Er fügte hinzu: "Wir müssen jetzt auch gucken, dass dort viele Partnerstaaten auch der Palästinenser im Umland darauf einwirken, dass dieser Konflikt nicht weiter eskaliert." Zugleich riet er zu einer scharfen Haltung zum Iran, der die Hamas unterstützt. "Der politische Druck auf den Iran, der muss jetzt hochgefahren werden", sagte der SPD-Chef.

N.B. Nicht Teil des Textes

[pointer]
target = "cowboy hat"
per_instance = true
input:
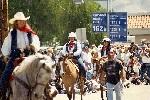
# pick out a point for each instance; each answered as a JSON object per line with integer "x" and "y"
{"x": 18, "y": 16}
{"x": 106, "y": 39}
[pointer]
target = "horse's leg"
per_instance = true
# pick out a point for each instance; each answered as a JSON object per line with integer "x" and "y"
{"x": 81, "y": 84}
{"x": 69, "y": 93}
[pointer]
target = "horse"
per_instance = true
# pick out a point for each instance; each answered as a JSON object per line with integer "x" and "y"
{"x": 30, "y": 78}
{"x": 71, "y": 76}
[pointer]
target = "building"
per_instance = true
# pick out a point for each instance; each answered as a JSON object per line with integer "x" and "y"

Nach mehreren Evakuierungsaufrufen an die Zivilbevölkerung des Gazastreifens haben sich nach israelischen Militärangaben mehr als 600 000 Palästinenser in den Süden des schmalen Küstenstreifens begeben. Das teilte Israels Armeesprecher Daniel Hagari am Sonntag mit. Im Gegensatz zu der im Gazastreifen herrschenden islamistischen Hamas wolle Israels Militär unbeteiligten Bürgern möglichst wenig Schaden zufügen, betonte er.
Den Angaben nach konnte die Armee eine Woche nach dem beispiellosen Terrorangriff der Hamas auch die Entführung von bislang 155 Menschen aus Israel in den Gazastreifen bestätigen. Deren Angehörige seien informiert worden. Die Armee "werden alles tun", um sie nach Hause zu bringen, hieß es. Beobachter gehen davon aus, dass das israelische Militär die mehr als eine Million Palästinenser im Norden des Küstenstreifens zur Evakuierung in den Süden aufgefordert hat, weil eine Bodenoffensive bevorsteht.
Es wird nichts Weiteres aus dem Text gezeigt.